Not that I'm a big fan of combi boilers or other gas burners- there are other reasons to forgo the boiler for heat pumps, but the error bars on future energy prices are large, and over the past 5 years condensing gas would have been substantially cheaper to heat with than ductless at the MI averages, without a good narrative for how gas prices are going to double. Wellhead pricing in the $4/MMBTU range is sustainable (barely) from a producer-profitablity point of view and that's the current price (well above the $2 low of a few years ago.) A sustained price of $5 would make more known reserves profitable, but that would only yield about a 10-15% bump in the residential retail rate, and burnt in a condensing boiler would still competitive with 16 cent electricity in a mini-split. At $7-8/MMBTU at the wellhead, it would flip and mini-splits could be cheaper, assuming electricity stayed in the 15-16 cent range.

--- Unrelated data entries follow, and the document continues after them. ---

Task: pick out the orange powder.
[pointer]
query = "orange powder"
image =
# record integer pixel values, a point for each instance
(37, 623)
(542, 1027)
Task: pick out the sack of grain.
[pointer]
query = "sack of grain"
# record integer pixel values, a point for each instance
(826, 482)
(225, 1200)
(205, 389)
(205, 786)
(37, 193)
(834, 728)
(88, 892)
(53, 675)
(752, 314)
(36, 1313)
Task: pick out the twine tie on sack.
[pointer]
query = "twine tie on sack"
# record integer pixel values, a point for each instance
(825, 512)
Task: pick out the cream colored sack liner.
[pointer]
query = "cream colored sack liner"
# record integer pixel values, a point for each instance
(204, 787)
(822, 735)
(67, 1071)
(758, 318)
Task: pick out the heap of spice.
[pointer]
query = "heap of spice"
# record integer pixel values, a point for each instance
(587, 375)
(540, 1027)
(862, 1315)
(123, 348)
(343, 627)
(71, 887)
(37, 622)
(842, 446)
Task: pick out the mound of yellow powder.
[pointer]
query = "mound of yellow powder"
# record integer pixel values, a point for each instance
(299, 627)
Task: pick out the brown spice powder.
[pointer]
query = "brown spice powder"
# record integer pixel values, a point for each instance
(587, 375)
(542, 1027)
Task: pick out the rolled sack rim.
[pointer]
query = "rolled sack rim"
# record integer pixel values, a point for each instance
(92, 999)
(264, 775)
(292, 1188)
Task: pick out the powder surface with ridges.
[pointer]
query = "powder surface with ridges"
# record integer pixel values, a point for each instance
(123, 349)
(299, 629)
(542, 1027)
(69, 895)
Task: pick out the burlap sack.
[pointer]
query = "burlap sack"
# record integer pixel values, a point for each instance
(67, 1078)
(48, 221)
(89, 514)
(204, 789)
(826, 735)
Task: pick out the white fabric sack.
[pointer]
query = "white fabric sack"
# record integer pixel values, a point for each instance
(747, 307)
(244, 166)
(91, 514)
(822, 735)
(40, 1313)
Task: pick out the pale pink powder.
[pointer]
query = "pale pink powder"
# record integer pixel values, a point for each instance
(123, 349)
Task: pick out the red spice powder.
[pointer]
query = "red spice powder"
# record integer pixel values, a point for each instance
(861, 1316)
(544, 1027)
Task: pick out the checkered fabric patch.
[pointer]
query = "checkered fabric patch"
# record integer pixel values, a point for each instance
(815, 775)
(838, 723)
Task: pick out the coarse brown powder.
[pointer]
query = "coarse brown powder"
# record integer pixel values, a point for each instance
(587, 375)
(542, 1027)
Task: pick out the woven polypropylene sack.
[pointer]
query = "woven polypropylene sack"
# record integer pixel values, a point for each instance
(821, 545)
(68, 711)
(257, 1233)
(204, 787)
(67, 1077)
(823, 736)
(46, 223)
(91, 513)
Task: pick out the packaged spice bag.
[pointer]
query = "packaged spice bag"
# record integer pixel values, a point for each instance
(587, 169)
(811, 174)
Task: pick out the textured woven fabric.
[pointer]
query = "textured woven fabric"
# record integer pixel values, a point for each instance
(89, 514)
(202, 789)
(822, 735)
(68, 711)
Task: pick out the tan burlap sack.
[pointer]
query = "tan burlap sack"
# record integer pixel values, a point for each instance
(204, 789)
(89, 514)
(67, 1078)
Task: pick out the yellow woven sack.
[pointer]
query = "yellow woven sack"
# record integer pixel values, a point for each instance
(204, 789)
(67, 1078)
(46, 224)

Basically, even at a COP of 3 you'd be getting 10,000BTU of heat into the house per kwh or 100kwh/MMBTU, which with 16 cent electricity is $16/MMBTU. With 15 cent electricity it's $15/MMBTU. At the current delivered
residential price average a buck or buck-ten annually , in a 95% efficiency combi boiler that's only $12/MMBTU. While there are states with 12 cent or cheaper electricity, MI isn't one of 'em, nor is there much reason to expect that MI power will drop 25% in price any time soon. There's substantial room for the retail price of gas to grow before it's more expensive than a mini-split there.
In different electricity and gas markets (and climates) the numbers stack up differently, but this is how it shakes out in MI- can't make the case for parity, let alone cheaper operating costs there. In IL & IA the spread is a bit closer, and in WA mini-splits are definitely cheaper with 9 cent electricity and realistic COPs in the 3.2-3.5 range competing against buck-twenty gas.